Seven years after the Press expedition, Congress created the Olympic Forest Reserve, which included much of the Olympic Peninsula . In 1909 President Theodore Roosevelt set aside much of the area for conservation by naming it Mount Olympus National Monument, and in 1938 President Franklin D. Roosevelt made the monument a national park, increasing the level of protection afforded this wonder even more. The 62-mile coastal strip was added to the park in 1953.
The peninsula itself has a long history of boom-and-bust cycles. Cities on the northern coast jockeyed over the right to collect customs charges from incoming shipping, while other towns rose up overnight in anticipation of the transcontinental railroad. Unfortunately for locals, in 1873 the railroad decided to end its route in Tacoma  instead, dashing the region’s hopes and sending it into decline. Still, the hardworking and genuine folks who live here have always found a way to survive.

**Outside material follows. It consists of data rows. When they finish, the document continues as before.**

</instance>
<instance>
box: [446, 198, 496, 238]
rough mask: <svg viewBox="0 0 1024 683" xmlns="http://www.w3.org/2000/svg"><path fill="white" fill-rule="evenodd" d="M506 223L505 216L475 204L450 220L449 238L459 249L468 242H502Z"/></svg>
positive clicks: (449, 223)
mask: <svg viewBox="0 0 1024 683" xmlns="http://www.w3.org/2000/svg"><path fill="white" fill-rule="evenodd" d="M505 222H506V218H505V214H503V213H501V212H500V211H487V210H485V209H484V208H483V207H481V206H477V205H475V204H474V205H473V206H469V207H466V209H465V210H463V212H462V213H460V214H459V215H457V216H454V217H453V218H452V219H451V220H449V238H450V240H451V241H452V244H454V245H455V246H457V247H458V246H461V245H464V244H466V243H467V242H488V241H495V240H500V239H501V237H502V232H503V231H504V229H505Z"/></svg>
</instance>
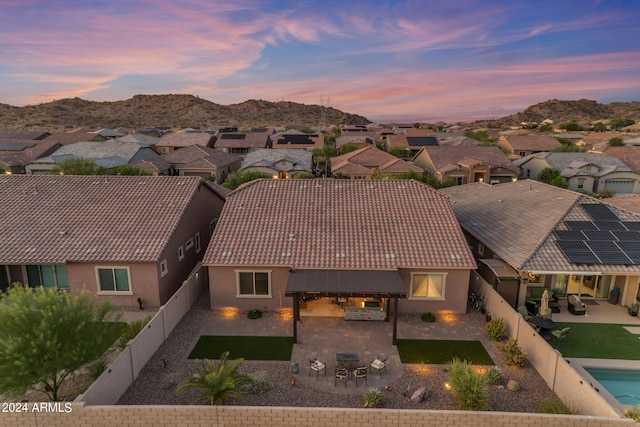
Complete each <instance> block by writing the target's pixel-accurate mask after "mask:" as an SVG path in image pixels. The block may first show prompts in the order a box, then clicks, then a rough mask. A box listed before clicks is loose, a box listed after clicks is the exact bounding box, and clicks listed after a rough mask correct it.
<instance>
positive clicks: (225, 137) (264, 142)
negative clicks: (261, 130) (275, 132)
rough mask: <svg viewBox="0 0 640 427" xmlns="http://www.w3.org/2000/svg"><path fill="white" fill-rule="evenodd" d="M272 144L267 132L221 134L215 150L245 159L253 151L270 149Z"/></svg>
mask: <svg viewBox="0 0 640 427" xmlns="http://www.w3.org/2000/svg"><path fill="white" fill-rule="evenodd" d="M270 144H271V140H270V139H269V133H267V132H258V133H220V134H218V140H217V141H216V145H215V149H216V150H220V151H223V152H225V153H230V154H237V155H238V156H240V157H244V156H246V155H247V154H248V153H250V152H252V151H255V150H260V149H262V148H269V147H270Z"/></svg>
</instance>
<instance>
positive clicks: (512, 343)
mask: <svg viewBox="0 0 640 427" xmlns="http://www.w3.org/2000/svg"><path fill="white" fill-rule="evenodd" d="M503 351H504V354H505V356H506V358H507V360H506V364H507V365H509V366H516V367H518V368H522V367H523V366H524V364H525V363H526V362H527V355H526V354H525V353H524V352H523V351H522V349H521V348H520V346H519V345H518V340H515V339H510V340H509V341H508V342H507V344H506V345H505V346H504V348H503Z"/></svg>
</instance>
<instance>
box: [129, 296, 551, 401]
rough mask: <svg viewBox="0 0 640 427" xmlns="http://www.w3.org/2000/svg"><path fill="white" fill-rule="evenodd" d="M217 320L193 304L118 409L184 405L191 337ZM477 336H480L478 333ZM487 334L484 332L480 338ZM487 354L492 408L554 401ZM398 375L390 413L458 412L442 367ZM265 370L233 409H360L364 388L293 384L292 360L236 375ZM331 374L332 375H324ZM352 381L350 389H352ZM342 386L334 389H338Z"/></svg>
mask: <svg viewBox="0 0 640 427" xmlns="http://www.w3.org/2000/svg"><path fill="white" fill-rule="evenodd" d="M474 315H475V316H476V317H475V318H473V319H474V320H473V321H474V322H476V323H477V327H478V328H480V329H482V330H483V329H484V318H483V317H482V316H480V315H477V314H476V313H474V314H473V315H465V316H474ZM212 316H216V314H215V313H213V312H212V311H210V310H209V309H208V301H203V302H200V301H199V302H197V303H196V305H194V307H193V309H192V310H191V311H190V312H189V313H187V315H186V316H185V317H184V318H183V320H182V321H181V322H180V324H179V325H178V326H177V327H176V329H175V330H174V331H173V333H172V334H171V335H170V337H169V339H168V340H167V341H166V342H165V343H164V344H163V345H162V346H161V347H160V349H159V351H158V352H156V354H155V355H154V356H153V357H152V358H151V360H150V361H149V362H148V363H147V365H146V366H145V367H144V368H143V370H142V371H141V373H140V375H139V377H138V378H137V380H136V381H135V383H134V384H133V385H132V386H131V387H130V388H129V389H128V390H127V392H126V393H125V394H124V395H123V396H122V397H121V398H120V400H119V402H118V404H120V405H186V404H189V402H190V401H191V400H192V399H193V397H194V396H195V394H196V393H195V392H194V391H193V392H192V391H189V392H185V393H176V391H175V389H176V385H177V384H179V383H180V382H181V381H182V380H183V379H184V378H186V377H188V376H190V375H191V374H192V373H193V372H192V371H191V369H190V368H189V363H190V361H188V360H187V359H186V354H188V352H189V350H190V349H191V347H192V346H193V342H194V339H196V338H197V336H199V334H200V330H201V325H202V324H203V323H204V322H206V321H207V319H211V317H212ZM479 335H480V334H479ZM484 335H486V334H484ZM482 342H483V344H484V346H485V348H486V349H487V351H488V352H489V353H490V354H491V355H492V358H493V359H494V362H495V363H496V365H497V366H498V367H499V368H500V369H501V370H502V374H503V375H502V382H501V383H500V384H498V385H490V386H489V396H490V397H489V400H490V409H491V410H492V411H506V412H537V411H538V407H539V404H540V403H541V402H542V401H544V400H546V399H548V398H553V397H555V395H554V393H553V392H552V391H551V390H550V389H549V388H548V387H547V385H546V384H545V382H544V381H543V380H542V378H541V377H540V376H539V375H538V373H537V372H536V370H535V369H534V368H533V367H532V366H531V365H530V364H528V363H527V365H526V366H525V367H524V368H513V367H510V366H507V365H506V364H504V358H503V355H502V352H501V351H500V350H499V348H498V346H499V344H497V343H494V342H491V341H489V340H488V339H482ZM402 366H403V373H402V375H401V376H400V377H399V378H397V379H395V380H393V381H392V382H390V383H389V384H388V385H389V386H390V388H391V390H389V391H387V390H382V392H383V404H382V407H383V408H393V409H444V410H454V409H457V406H456V401H455V398H454V396H453V395H452V393H451V392H450V391H447V390H446V389H445V387H444V383H445V382H447V381H448V374H447V373H446V372H444V370H443V368H444V367H443V366H442V365H424V366H420V365H406V364H405V365H402ZM260 370H265V371H267V372H269V373H270V375H271V377H272V378H273V380H274V381H275V387H274V388H273V389H272V390H270V391H268V392H265V393H263V394H257V395H256V394H245V397H244V399H243V400H242V401H239V402H238V401H230V402H228V404H232V405H247V406H295V407H301V406H302V407H343V408H361V407H362V406H363V397H362V396H363V394H364V393H365V392H366V390H367V387H366V386H360V387H358V390H357V391H356V390H353V391H352V392H351V394H345V393H344V392H340V393H337V392H332V391H329V390H321V389H318V388H316V387H314V383H313V382H310V381H296V384H295V385H291V380H292V379H295V378H296V376H294V375H293V374H291V373H290V362H288V361H278V362H262V361H245V362H244V363H243V364H242V365H241V367H240V371H242V372H244V373H252V372H256V371H260ZM306 375H307V371H306V370H305V369H304V368H301V369H300V373H299V374H298V376H306ZM328 375H330V373H329V374H328ZM508 380H515V381H517V382H518V384H519V385H520V390H519V391H517V392H513V391H509V390H507V387H506V384H507V381H508ZM352 382H353V381H351V383H350V384H349V387H351V388H353V387H354V385H353V384H352ZM422 386H425V387H426V390H427V393H428V396H427V397H426V399H424V400H423V401H422V402H412V401H411V399H410V397H411V394H412V393H413V392H414V391H415V390H416V389H417V388H419V387H422ZM339 387H342V386H341V385H340V384H339V385H338V386H336V391H337V389H338V388H339Z"/></svg>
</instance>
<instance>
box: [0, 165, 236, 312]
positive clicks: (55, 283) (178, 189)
mask: <svg viewBox="0 0 640 427" xmlns="http://www.w3.org/2000/svg"><path fill="white" fill-rule="evenodd" d="M0 198H2V202H3V207H4V209H5V214H4V215H3V219H2V230H3V234H4V239H3V244H2V245H1V247H0V289H2V290H4V289H6V288H7V286H9V284H10V283H13V282H21V283H24V284H26V285H28V286H30V287H36V286H45V287H57V288H60V289H66V290H68V291H70V292H71V293H77V292H80V291H82V290H86V291H88V292H90V293H93V294H96V295H98V296H99V298H100V299H101V300H106V299H110V300H111V301H112V302H113V304H114V305H116V306H122V307H137V306H138V304H139V301H138V300H140V301H141V303H142V304H143V305H144V306H145V307H146V306H148V307H159V306H161V305H162V304H164V303H165V302H167V300H168V299H169V298H170V297H171V296H172V295H173V294H174V293H175V291H176V290H177V289H178V288H179V287H180V286H181V284H182V282H183V281H184V280H185V279H186V278H187V277H188V275H189V274H190V273H191V272H192V270H193V269H194V267H195V266H196V265H197V263H198V262H199V261H200V260H201V259H202V255H203V254H204V252H205V249H206V247H207V245H208V243H209V239H210V236H211V231H212V229H213V226H214V224H215V221H216V220H217V218H218V216H219V215H220V212H221V210H222V205H223V204H224V199H223V197H222V196H221V195H220V194H219V193H218V192H216V191H215V190H214V188H213V187H212V186H210V185H209V184H207V183H206V182H205V181H203V180H202V179H201V178H199V177H154V176H71V175H69V176H59V175H54V176H33V175H12V176H8V175H4V176H0Z"/></svg>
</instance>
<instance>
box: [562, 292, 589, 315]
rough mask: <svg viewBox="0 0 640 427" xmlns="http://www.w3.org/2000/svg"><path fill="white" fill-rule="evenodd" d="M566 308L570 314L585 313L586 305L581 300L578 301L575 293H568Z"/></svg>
mask: <svg viewBox="0 0 640 427" xmlns="http://www.w3.org/2000/svg"><path fill="white" fill-rule="evenodd" d="M567 309H568V310H569V313H571V314H575V315H584V314H587V306H586V305H585V304H584V303H583V302H582V301H580V298H578V296H577V295H569V296H568V297H567Z"/></svg>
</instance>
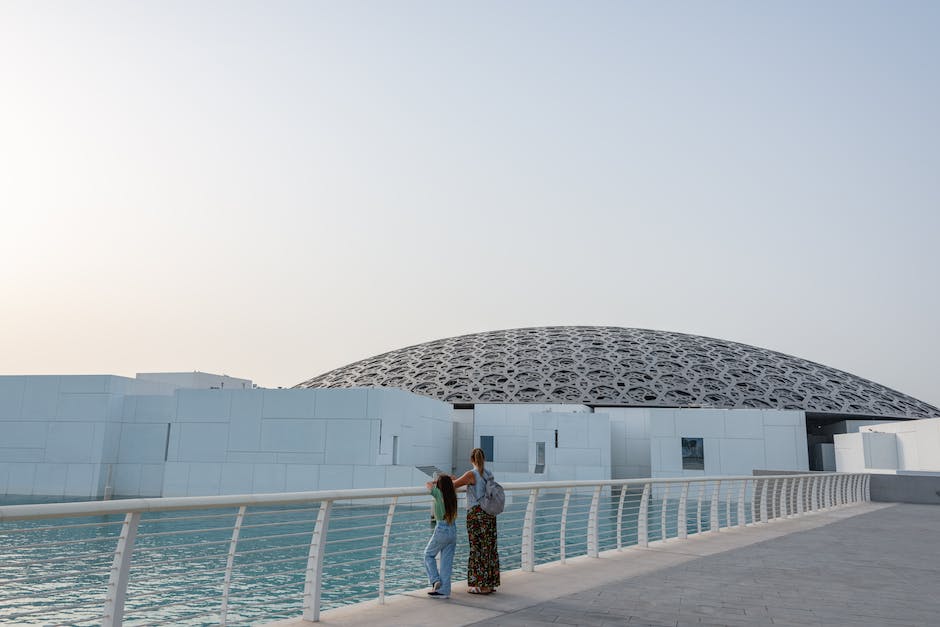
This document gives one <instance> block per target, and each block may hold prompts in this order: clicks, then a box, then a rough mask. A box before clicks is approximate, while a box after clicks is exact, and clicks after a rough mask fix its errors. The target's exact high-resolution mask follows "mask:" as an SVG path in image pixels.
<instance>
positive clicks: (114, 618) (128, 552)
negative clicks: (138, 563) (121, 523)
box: [101, 512, 140, 627]
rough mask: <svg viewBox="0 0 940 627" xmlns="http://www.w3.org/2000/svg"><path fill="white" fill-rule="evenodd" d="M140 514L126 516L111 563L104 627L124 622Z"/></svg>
mask: <svg viewBox="0 0 940 627" xmlns="http://www.w3.org/2000/svg"><path fill="white" fill-rule="evenodd" d="M139 523H140V512H134V513H129V514H127V515H126V516H124V524H123V525H121V535H120V536H119V537H118V543H117V547H115V549H114V561H113V562H112V563H111V576H110V577H109V578H108V591H107V594H106V596H105V601H104V618H103V619H102V621H101V624H102V626H103V627H118V626H119V625H121V624H123V622H124V598H125V596H126V595H127V580H128V578H129V577H130V568H131V555H132V554H133V553H134V540H136V539H137V525H138V524H139Z"/></svg>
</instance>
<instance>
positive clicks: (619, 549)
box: [617, 485, 627, 551]
mask: <svg viewBox="0 0 940 627" xmlns="http://www.w3.org/2000/svg"><path fill="white" fill-rule="evenodd" d="M626 497H627V486H626V485H621V486H620V502H619V503H618V504H617V550H618V551H621V550H623V503H624V500H625V499H626Z"/></svg>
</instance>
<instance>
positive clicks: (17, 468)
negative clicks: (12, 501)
mask: <svg viewBox="0 0 940 627" xmlns="http://www.w3.org/2000/svg"><path fill="white" fill-rule="evenodd" d="M7 472H8V473H9V476H8V478H7V494H22V495H24V496H28V495H31V494H33V493H34V492H33V488H34V485H35V480H36V464H35V463H33V462H18V463H11V464H8V465H7Z"/></svg>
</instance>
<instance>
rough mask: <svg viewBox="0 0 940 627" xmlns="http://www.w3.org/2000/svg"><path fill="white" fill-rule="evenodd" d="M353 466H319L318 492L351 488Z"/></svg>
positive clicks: (353, 466)
mask: <svg viewBox="0 0 940 627" xmlns="http://www.w3.org/2000/svg"><path fill="white" fill-rule="evenodd" d="M353 471H354V466H353V465H351V464H324V465H323V466H320V487H319V489H320V490H345V489H348V488H352V484H353Z"/></svg>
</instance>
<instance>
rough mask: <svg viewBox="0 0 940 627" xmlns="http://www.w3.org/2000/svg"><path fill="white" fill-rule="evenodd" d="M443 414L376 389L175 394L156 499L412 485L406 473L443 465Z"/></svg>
mask: <svg viewBox="0 0 940 627" xmlns="http://www.w3.org/2000/svg"><path fill="white" fill-rule="evenodd" d="M450 412H451V406H450V405H449V404H446V403H442V402H440V401H436V400H434V399H430V398H426V397H422V396H417V395H415V394H410V393H408V392H403V391H400V390H392V389H381V388H374V389H366V388H360V389H319V390H308V389H291V390H244V391H242V390H236V391H229V390H210V391H202V390H180V391H179V392H178V409H177V417H176V422H175V423H174V425H173V429H172V431H171V436H170V448H169V454H168V458H167V463H166V471H165V478H164V482H163V495H164V496H184V495H188V496H196V495H210V494H237V493H261V492H294V491H307V490H321V489H341V488H376V487H392V486H405V485H420V484H421V483H423V482H424V481H425V480H426V479H427V477H426V476H425V475H423V474H422V473H420V471H416V470H415V469H414V467H415V466H419V465H422V466H423V465H436V466H438V467H440V468H444V469H448V468H450V466H451V450H452V437H453V430H452V426H451V417H450ZM396 436H397V437H398V449H399V459H398V464H397V465H392V455H393V444H394V438H395V437H396ZM416 473H417V474H416Z"/></svg>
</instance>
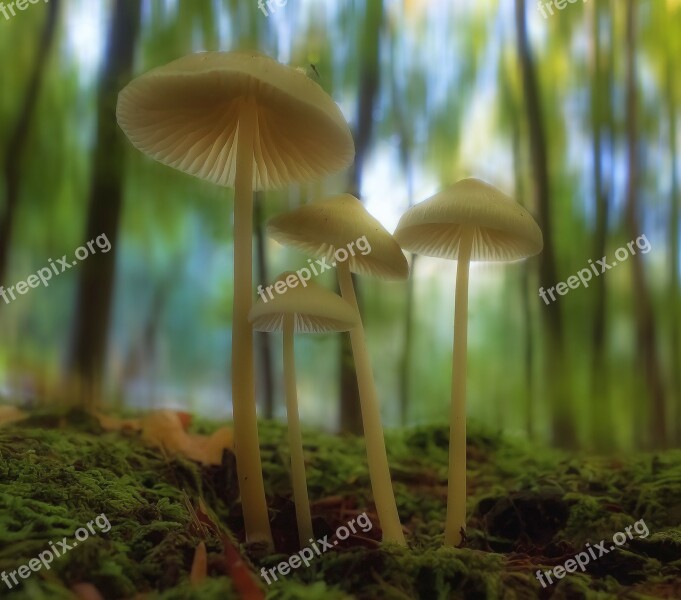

Farther south at the mouth of the Columbia River, Washington’s coast holds an important historical position as the landing point of Meriwether Lewis and William Clark at the end of their transcontinental journey in 1805; they had finally “reached the great Pacific Ocean which we been so long anxious to See.” Because game proved scarce and the Washington side of the Columbia lacked protection from winter storms, they crossed the river to build a winter camp called Fort Clatsop near present-day Astoria, Oregon.